The most interesting part was about Zipcars’ approach to user experience being ingrained in the brand ideals of the organisation. These ideals start at the website and then they are interwoven into the lifetime experience of the customer.

From interview

Question: In terms of the design of that service — you’ve got a lot of components — a web site, mobile (I don’t know if it’s SMS), you’ve got the cars themselves, and a call center. How explicit is the design of the service? How planned is it? What does Zipcar’s blueprint look like? Is it really refined and detailed, or is it a bit more organic?

Answer: Well, we have one. We have a culture that we’ve tried to develop that, we hope, matches the brand that we deliver; and that’s all around self-service. The design is meant to be simple in nature, elegant, and self-service focused. It starts in the company’s culture and in the DNA of our brand. We’re very serious about keeping all of our user systems very simple, but we have a group internally that we call our product group.

They focus on the lifetime experience that a member has with our service, from the first time they go to our web site through the last time they ever use one of our cars and decide not to be a member any more. They map that cycle and follow it; we’re constantly trying to refine and improve that map, that architecture. That timeline, by the way, lasts for typically four or five years, our members stay with us for multiple years.
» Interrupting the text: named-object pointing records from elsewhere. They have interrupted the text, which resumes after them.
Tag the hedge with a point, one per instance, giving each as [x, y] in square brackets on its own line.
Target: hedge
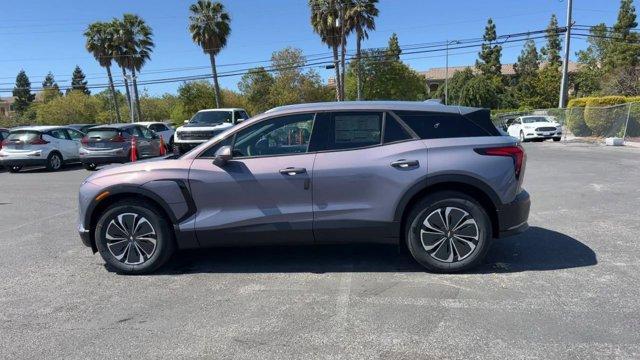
[598, 116]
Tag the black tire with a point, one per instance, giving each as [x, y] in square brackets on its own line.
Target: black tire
[128, 264]
[90, 166]
[463, 256]
[54, 161]
[14, 168]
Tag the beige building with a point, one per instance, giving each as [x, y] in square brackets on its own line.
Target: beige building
[435, 76]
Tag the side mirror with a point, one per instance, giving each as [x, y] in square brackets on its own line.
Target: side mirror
[223, 155]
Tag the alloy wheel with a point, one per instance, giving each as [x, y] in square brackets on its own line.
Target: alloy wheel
[131, 238]
[449, 234]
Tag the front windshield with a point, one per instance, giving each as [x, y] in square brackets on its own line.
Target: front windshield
[534, 119]
[211, 117]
We think about that whole experience as they use the cars for the first time or review their online billing for the first time. They might have a problem on the side of the road, to refuel the car, get into an accident; these are all experiences that we have to deal with, because we’re treating these cars very much like car ownership, but you’re just buying it one hour at a time.”

I love the idea that to truly deliver an extraordinary customer experience, it needs to start with a careful definition of what that is; then ingrain the solution into the companies brand and culture. Give the customer a full experience that starts with marketing/sales material and then seamlessly embed it into every interaction that the customer has with the company over time.